Racialicious Crush Of The Week: Chiwetel Ejiofor
By Andrea Plaid
Anyone who know me very well just waited for me to write this one. Something about his beauteous combination of brilliance and chest hair keeps me on Team Chiwetel.
This week’s Crush started life in London, born to Nigerian parents and with the name Chiwetelu Umeadi Ejiofor. And he started his acting career when he was 13 doing school plays and getting accepted into the National Youth Theatre, whose alums include Daniel Day-Lewis, Helen Mirren, Daniel Craig, and Derek Jacobi.
There’s a standing theory in acting that theater thespians are the best-trained ones because they’re used to doing their work in the relatively untricked-out environment of the stage. Ejiofor’s accolade-laden career so far may offer some proof of that theory: he’s been given some of the highest nominations and awards in British theater, including the Ian Charleson Award for his interpretation of Romeo in Romeo And Juliet; London Evening Standard‘s Theatre Award for Outstanding Newcomer and a Laurence Olivier Theatre Award nomination for Best Supporting Actor for the play Blue/Orange; his turn as drag queen Lola in Kinky Boots got British Independent Film Award, Golden Globe, and BAFTA Rising Star nods; another Golden Globe nod and an NAACP Image Award nod for his work in Tsunami: The Aftermath; an Independent Spirit Award and an African American Film Critics Association Award for his role as radio-station manager Dewey Hughes in Talk To Me.

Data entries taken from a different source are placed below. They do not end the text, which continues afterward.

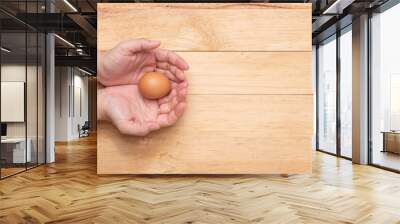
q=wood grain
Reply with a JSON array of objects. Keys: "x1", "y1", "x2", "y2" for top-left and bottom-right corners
[
  {"x1": 98, "y1": 95, "x2": 313, "y2": 174},
  {"x1": 181, "y1": 52, "x2": 312, "y2": 95},
  {"x1": 97, "y1": 3, "x2": 312, "y2": 174},
  {"x1": 97, "y1": 3, "x2": 311, "y2": 52}
]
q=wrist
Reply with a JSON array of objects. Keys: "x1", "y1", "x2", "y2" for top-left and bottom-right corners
[
  {"x1": 97, "y1": 51, "x2": 109, "y2": 86},
  {"x1": 97, "y1": 84, "x2": 109, "y2": 121}
]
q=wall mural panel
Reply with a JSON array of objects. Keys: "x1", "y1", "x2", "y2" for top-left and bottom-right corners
[{"x1": 97, "y1": 3, "x2": 313, "y2": 174}]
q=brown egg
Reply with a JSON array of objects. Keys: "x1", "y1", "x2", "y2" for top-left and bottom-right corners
[{"x1": 138, "y1": 72, "x2": 171, "y2": 100}]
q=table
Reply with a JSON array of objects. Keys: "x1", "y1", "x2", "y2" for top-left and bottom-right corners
[{"x1": 1, "y1": 138, "x2": 31, "y2": 164}]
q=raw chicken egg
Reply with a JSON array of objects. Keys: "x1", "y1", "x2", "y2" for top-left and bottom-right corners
[{"x1": 138, "y1": 72, "x2": 171, "y2": 100}]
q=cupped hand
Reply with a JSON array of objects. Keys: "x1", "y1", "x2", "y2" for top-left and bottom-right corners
[
  {"x1": 98, "y1": 80, "x2": 188, "y2": 136},
  {"x1": 98, "y1": 39, "x2": 189, "y2": 86}
]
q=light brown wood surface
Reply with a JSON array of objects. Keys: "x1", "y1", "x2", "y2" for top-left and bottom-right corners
[
  {"x1": 98, "y1": 3, "x2": 311, "y2": 52},
  {"x1": 181, "y1": 52, "x2": 312, "y2": 95},
  {"x1": 2, "y1": 136, "x2": 400, "y2": 223},
  {"x1": 97, "y1": 3, "x2": 312, "y2": 174},
  {"x1": 98, "y1": 95, "x2": 313, "y2": 174}
]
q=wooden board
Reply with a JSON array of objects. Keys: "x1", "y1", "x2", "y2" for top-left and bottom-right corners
[
  {"x1": 98, "y1": 95, "x2": 313, "y2": 174},
  {"x1": 181, "y1": 52, "x2": 312, "y2": 95},
  {"x1": 97, "y1": 3, "x2": 313, "y2": 174},
  {"x1": 98, "y1": 3, "x2": 311, "y2": 52}
]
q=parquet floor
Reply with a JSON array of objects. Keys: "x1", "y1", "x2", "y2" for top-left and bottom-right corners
[{"x1": 1, "y1": 134, "x2": 400, "y2": 224}]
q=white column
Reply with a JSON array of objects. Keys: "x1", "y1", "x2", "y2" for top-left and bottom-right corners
[
  {"x1": 46, "y1": 32, "x2": 55, "y2": 163},
  {"x1": 352, "y1": 14, "x2": 369, "y2": 164}
]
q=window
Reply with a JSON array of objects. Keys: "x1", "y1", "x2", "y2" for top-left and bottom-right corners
[
  {"x1": 370, "y1": 3, "x2": 400, "y2": 171},
  {"x1": 317, "y1": 35, "x2": 337, "y2": 154},
  {"x1": 339, "y1": 26, "x2": 352, "y2": 158}
]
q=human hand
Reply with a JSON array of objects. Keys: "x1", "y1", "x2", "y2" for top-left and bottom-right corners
[
  {"x1": 98, "y1": 39, "x2": 189, "y2": 86},
  {"x1": 97, "y1": 80, "x2": 188, "y2": 136}
]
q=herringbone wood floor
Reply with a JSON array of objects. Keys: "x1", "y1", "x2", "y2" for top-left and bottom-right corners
[{"x1": 1, "y1": 134, "x2": 400, "y2": 224}]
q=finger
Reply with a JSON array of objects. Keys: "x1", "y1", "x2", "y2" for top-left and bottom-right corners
[
  {"x1": 156, "y1": 62, "x2": 170, "y2": 70},
  {"x1": 159, "y1": 102, "x2": 172, "y2": 114},
  {"x1": 156, "y1": 62, "x2": 185, "y2": 81},
  {"x1": 159, "y1": 97, "x2": 178, "y2": 114},
  {"x1": 175, "y1": 81, "x2": 188, "y2": 102},
  {"x1": 156, "y1": 114, "x2": 169, "y2": 128},
  {"x1": 175, "y1": 69, "x2": 185, "y2": 81},
  {"x1": 120, "y1": 39, "x2": 161, "y2": 54},
  {"x1": 157, "y1": 110, "x2": 178, "y2": 127},
  {"x1": 174, "y1": 102, "x2": 186, "y2": 118},
  {"x1": 116, "y1": 120, "x2": 150, "y2": 136},
  {"x1": 178, "y1": 80, "x2": 188, "y2": 89},
  {"x1": 158, "y1": 88, "x2": 176, "y2": 104},
  {"x1": 146, "y1": 121, "x2": 160, "y2": 132},
  {"x1": 171, "y1": 97, "x2": 178, "y2": 110},
  {"x1": 157, "y1": 101, "x2": 185, "y2": 127},
  {"x1": 177, "y1": 88, "x2": 187, "y2": 102},
  {"x1": 169, "y1": 65, "x2": 185, "y2": 81},
  {"x1": 167, "y1": 111, "x2": 178, "y2": 126},
  {"x1": 156, "y1": 49, "x2": 189, "y2": 71},
  {"x1": 155, "y1": 68, "x2": 177, "y2": 82}
]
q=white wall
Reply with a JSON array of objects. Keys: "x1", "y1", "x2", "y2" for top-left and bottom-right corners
[
  {"x1": 55, "y1": 67, "x2": 70, "y2": 141},
  {"x1": 54, "y1": 67, "x2": 89, "y2": 141},
  {"x1": 70, "y1": 73, "x2": 89, "y2": 139}
]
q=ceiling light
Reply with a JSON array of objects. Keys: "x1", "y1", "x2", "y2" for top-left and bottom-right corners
[
  {"x1": 78, "y1": 67, "x2": 93, "y2": 76},
  {"x1": 1, "y1": 47, "x2": 11, "y2": 53},
  {"x1": 54, "y1": 34, "x2": 75, "y2": 48},
  {"x1": 63, "y1": 0, "x2": 78, "y2": 12}
]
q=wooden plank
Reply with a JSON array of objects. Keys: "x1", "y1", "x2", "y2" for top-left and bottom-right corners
[
  {"x1": 97, "y1": 3, "x2": 311, "y2": 52},
  {"x1": 181, "y1": 52, "x2": 312, "y2": 95},
  {"x1": 97, "y1": 3, "x2": 312, "y2": 174},
  {"x1": 97, "y1": 95, "x2": 313, "y2": 174}
]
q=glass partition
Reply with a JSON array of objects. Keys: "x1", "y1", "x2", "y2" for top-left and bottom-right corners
[
  {"x1": 0, "y1": 1, "x2": 46, "y2": 179},
  {"x1": 1, "y1": 31, "x2": 28, "y2": 177},
  {"x1": 26, "y1": 0, "x2": 42, "y2": 169},
  {"x1": 317, "y1": 35, "x2": 337, "y2": 154},
  {"x1": 27, "y1": 31, "x2": 38, "y2": 169},
  {"x1": 370, "y1": 3, "x2": 400, "y2": 171}
]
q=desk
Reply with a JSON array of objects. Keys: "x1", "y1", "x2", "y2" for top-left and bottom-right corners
[
  {"x1": 382, "y1": 131, "x2": 400, "y2": 154},
  {"x1": 1, "y1": 138, "x2": 31, "y2": 163}
]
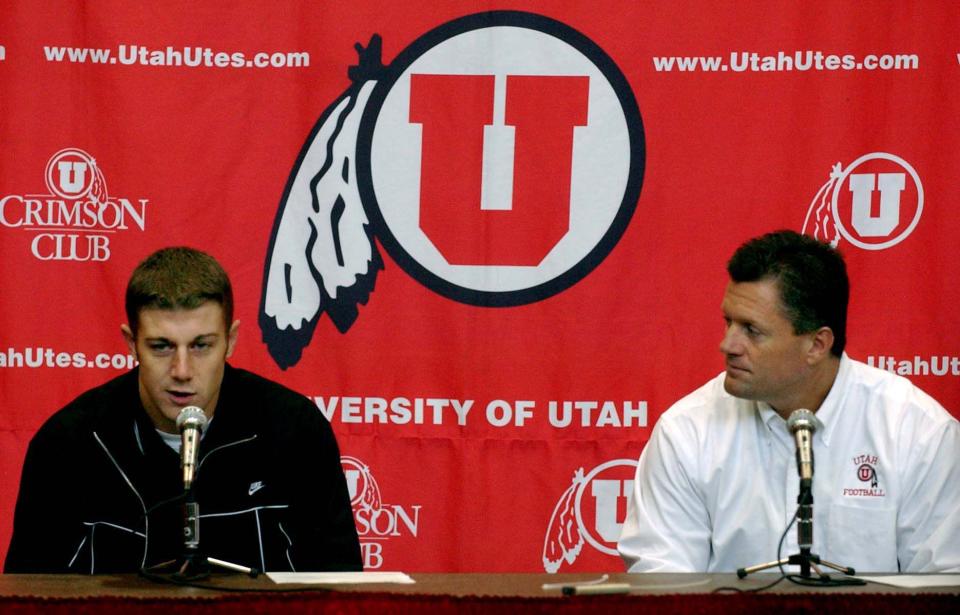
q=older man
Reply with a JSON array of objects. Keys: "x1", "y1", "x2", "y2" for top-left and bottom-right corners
[{"x1": 618, "y1": 230, "x2": 959, "y2": 573}]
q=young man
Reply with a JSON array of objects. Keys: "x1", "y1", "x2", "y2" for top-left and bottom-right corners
[
  {"x1": 618, "y1": 230, "x2": 959, "y2": 573},
  {"x1": 5, "y1": 247, "x2": 362, "y2": 573}
]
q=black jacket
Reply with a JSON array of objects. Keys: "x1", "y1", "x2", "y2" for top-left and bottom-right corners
[{"x1": 4, "y1": 365, "x2": 362, "y2": 573}]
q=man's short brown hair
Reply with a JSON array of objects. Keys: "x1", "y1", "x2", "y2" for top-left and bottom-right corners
[
  {"x1": 125, "y1": 247, "x2": 233, "y2": 335},
  {"x1": 727, "y1": 230, "x2": 848, "y2": 356}
]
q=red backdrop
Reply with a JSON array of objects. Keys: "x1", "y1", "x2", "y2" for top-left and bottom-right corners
[{"x1": 1, "y1": 1, "x2": 957, "y2": 572}]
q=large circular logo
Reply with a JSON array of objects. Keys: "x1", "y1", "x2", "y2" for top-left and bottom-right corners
[{"x1": 357, "y1": 11, "x2": 644, "y2": 306}]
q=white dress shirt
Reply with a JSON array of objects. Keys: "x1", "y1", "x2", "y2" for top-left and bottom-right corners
[{"x1": 618, "y1": 355, "x2": 960, "y2": 573}]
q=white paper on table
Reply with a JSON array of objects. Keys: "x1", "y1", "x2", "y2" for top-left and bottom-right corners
[
  {"x1": 267, "y1": 571, "x2": 415, "y2": 584},
  {"x1": 853, "y1": 574, "x2": 960, "y2": 588}
]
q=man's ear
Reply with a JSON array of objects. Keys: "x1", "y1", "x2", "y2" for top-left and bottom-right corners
[
  {"x1": 120, "y1": 324, "x2": 137, "y2": 360},
  {"x1": 807, "y1": 326, "x2": 835, "y2": 364},
  {"x1": 225, "y1": 320, "x2": 240, "y2": 359}
]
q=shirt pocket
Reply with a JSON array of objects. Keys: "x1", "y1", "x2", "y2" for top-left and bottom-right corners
[{"x1": 826, "y1": 502, "x2": 897, "y2": 573}]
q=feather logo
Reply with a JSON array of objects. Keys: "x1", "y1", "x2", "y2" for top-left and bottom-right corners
[
  {"x1": 801, "y1": 162, "x2": 844, "y2": 247},
  {"x1": 260, "y1": 12, "x2": 644, "y2": 369},
  {"x1": 800, "y1": 153, "x2": 923, "y2": 251},
  {"x1": 260, "y1": 37, "x2": 386, "y2": 369},
  {"x1": 542, "y1": 459, "x2": 636, "y2": 572},
  {"x1": 542, "y1": 468, "x2": 586, "y2": 573},
  {"x1": 88, "y1": 161, "x2": 109, "y2": 207}
]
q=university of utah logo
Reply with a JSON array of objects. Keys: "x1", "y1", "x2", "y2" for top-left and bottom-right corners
[
  {"x1": 260, "y1": 11, "x2": 645, "y2": 368},
  {"x1": 842, "y1": 453, "x2": 885, "y2": 497},
  {"x1": 802, "y1": 152, "x2": 923, "y2": 250},
  {"x1": 542, "y1": 459, "x2": 636, "y2": 572}
]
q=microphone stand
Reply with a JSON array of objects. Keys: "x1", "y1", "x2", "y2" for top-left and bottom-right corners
[
  {"x1": 171, "y1": 485, "x2": 260, "y2": 580},
  {"x1": 147, "y1": 469, "x2": 259, "y2": 579},
  {"x1": 174, "y1": 486, "x2": 206, "y2": 579},
  {"x1": 738, "y1": 409, "x2": 860, "y2": 584},
  {"x1": 146, "y1": 485, "x2": 260, "y2": 580},
  {"x1": 143, "y1": 409, "x2": 259, "y2": 581},
  {"x1": 147, "y1": 485, "x2": 260, "y2": 583},
  {"x1": 736, "y1": 480, "x2": 855, "y2": 580}
]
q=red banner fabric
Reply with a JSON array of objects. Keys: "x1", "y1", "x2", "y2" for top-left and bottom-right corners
[{"x1": 1, "y1": 1, "x2": 957, "y2": 572}]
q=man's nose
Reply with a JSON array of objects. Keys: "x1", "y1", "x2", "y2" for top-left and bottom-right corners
[
  {"x1": 170, "y1": 348, "x2": 192, "y2": 380},
  {"x1": 719, "y1": 325, "x2": 739, "y2": 356}
]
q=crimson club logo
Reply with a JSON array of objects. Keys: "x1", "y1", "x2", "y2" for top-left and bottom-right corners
[
  {"x1": 1, "y1": 148, "x2": 149, "y2": 262},
  {"x1": 542, "y1": 459, "x2": 636, "y2": 572},
  {"x1": 260, "y1": 11, "x2": 644, "y2": 368},
  {"x1": 341, "y1": 456, "x2": 423, "y2": 570},
  {"x1": 802, "y1": 152, "x2": 923, "y2": 250}
]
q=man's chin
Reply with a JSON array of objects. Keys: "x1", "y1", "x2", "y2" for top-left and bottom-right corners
[{"x1": 723, "y1": 374, "x2": 751, "y2": 399}]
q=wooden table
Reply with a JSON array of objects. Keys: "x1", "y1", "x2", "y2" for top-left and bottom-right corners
[{"x1": 1, "y1": 572, "x2": 957, "y2": 614}]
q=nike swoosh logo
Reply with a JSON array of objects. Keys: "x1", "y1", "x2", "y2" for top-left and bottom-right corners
[{"x1": 248, "y1": 481, "x2": 265, "y2": 496}]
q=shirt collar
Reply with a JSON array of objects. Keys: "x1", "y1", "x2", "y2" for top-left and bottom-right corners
[
  {"x1": 755, "y1": 353, "x2": 849, "y2": 447},
  {"x1": 809, "y1": 352, "x2": 850, "y2": 447}
]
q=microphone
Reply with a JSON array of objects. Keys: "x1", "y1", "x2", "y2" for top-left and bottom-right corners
[
  {"x1": 176, "y1": 406, "x2": 207, "y2": 490},
  {"x1": 786, "y1": 409, "x2": 818, "y2": 488}
]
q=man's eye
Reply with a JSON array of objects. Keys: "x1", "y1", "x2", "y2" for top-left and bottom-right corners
[{"x1": 149, "y1": 343, "x2": 172, "y2": 353}]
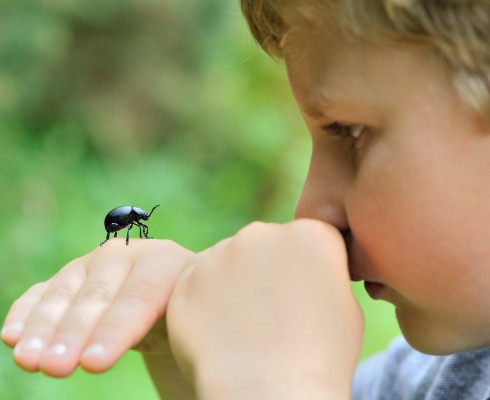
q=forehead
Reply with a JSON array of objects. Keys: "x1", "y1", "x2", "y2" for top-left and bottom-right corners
[
  {"x1": 284, "y1": 34, "x2": 365, "y2": 115},
  {"x1": 283, "y1": 28, "x2": 448, "y2": 119}
]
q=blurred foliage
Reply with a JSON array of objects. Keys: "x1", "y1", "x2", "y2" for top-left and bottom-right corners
[{"x1": 0, "y1": 0, "x2": 400, "y2": 398}]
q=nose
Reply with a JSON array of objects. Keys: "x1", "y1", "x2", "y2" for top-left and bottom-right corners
[{"x1": 294, "y1": 146, "x2": 351, "y2": 231}]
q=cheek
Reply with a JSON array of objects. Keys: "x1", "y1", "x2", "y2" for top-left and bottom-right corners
[
  {"x1": 350, "y1": 175, "x2": 435, "y2": 289},
  {"x1": 347, "y1": 148, "x2": 474, "y2": 298},
  {"x1": 348, "y1": 139, "x2": 490, "y2": 324},
  {"x1": 346, "y1": 132, "x2": 490, "y2": 351}
]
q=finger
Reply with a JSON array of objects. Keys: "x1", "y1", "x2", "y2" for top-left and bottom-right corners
[
  {"x1": 38, "y1": 249, "x2": 133, "y2": 377},
  {"x1": 12, "y1": 261, "x2": 87, "y2": 372},
  {"x1": 131, "y1": 317, "x2": 170, "y2": 354},
  {"x1": 2, "y1": 281, "x2": 51, "y2": 347},
  {"x1": 80, "y1": 241, "x2": 191, "y2": 373}
]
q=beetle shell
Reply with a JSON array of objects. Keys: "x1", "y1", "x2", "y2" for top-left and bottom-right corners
[
  {"x1": 104, "y1": 206, "x2": 141, "y2": 233},
  {"x1": 100, "y1": 204, "x2": 159, "y2": 246}
]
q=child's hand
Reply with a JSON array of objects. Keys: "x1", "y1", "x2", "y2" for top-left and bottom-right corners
[
  {"x1": 1, "y1": 238, "x2": 194, "y2": 378},
  {"x1": 167, "y1": 220, "x2": 364, "y2": 400}
]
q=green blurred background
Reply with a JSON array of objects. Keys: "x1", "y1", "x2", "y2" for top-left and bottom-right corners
[{"x1": 0, "y1": 0, "x2": 400, "y2": 398}]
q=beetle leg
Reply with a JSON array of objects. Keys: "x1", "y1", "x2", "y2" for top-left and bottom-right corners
[
  {"x1": 99, "y1": 231, "x2": 110, "y2": 246},
  {"x1": 139, "y1": 223, "x2": 149, "y2": 238},
  {"x1": 132, "y1": 222, "x2": 144, "y2": 238},
  {"x1": 126, "y1": 224, "x2": 133, "y2": 245}
]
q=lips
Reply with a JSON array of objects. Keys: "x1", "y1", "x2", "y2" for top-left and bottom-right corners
[
  {"x1": 340, "y1": 232, "x2": 393, "y2": 301},
  {"x1": 343, "y1": 233, "x2": 389, "y2": 299},
  {"x1": 364, "y1": 281, "x2": 386, "y2": 299},
  {"x1": 343, "y1": 231, "x2": 378, "y2": 283}
]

And Ejiofor snagged the Laurence Olivier Theatre Award for his turn as Othello in 2008. All of his incredible actorliness earned Ejiofor the honorific of Officer of the Most Excellent Order of the British Empire (OBE) in 2008, too.
US audiences may remember Ejiofor as Ensign James Covey, the interpreter in Stephen Spielberg’s Amistad (he was 19 years old when he did it) or in Love, Actually. I personally remember him–more specifically, his almost-omniscient eyes and anchoring steeliness in the face of human chaos–in the anti-human trafficking indie flick Dirty Pretty Things (for which he won the Best Actor prize as the British Independent Film Awards, among many awards and nominations), the hold-up-you’re-the-bad-guy revolutionary in Children Of Men, and Denzel Washington’s got-your-back-and-your-common-sense partner in Spike Lee’s Inside Man. Ejiofor is the lead in Steve McQueen’s highly anticipated historical drama Twelve Years A Slave, and he’s also on the list of actors to play T’Challa (a.k.a. Black Panther) in a proposed movie project from the Marvel Comics movie division.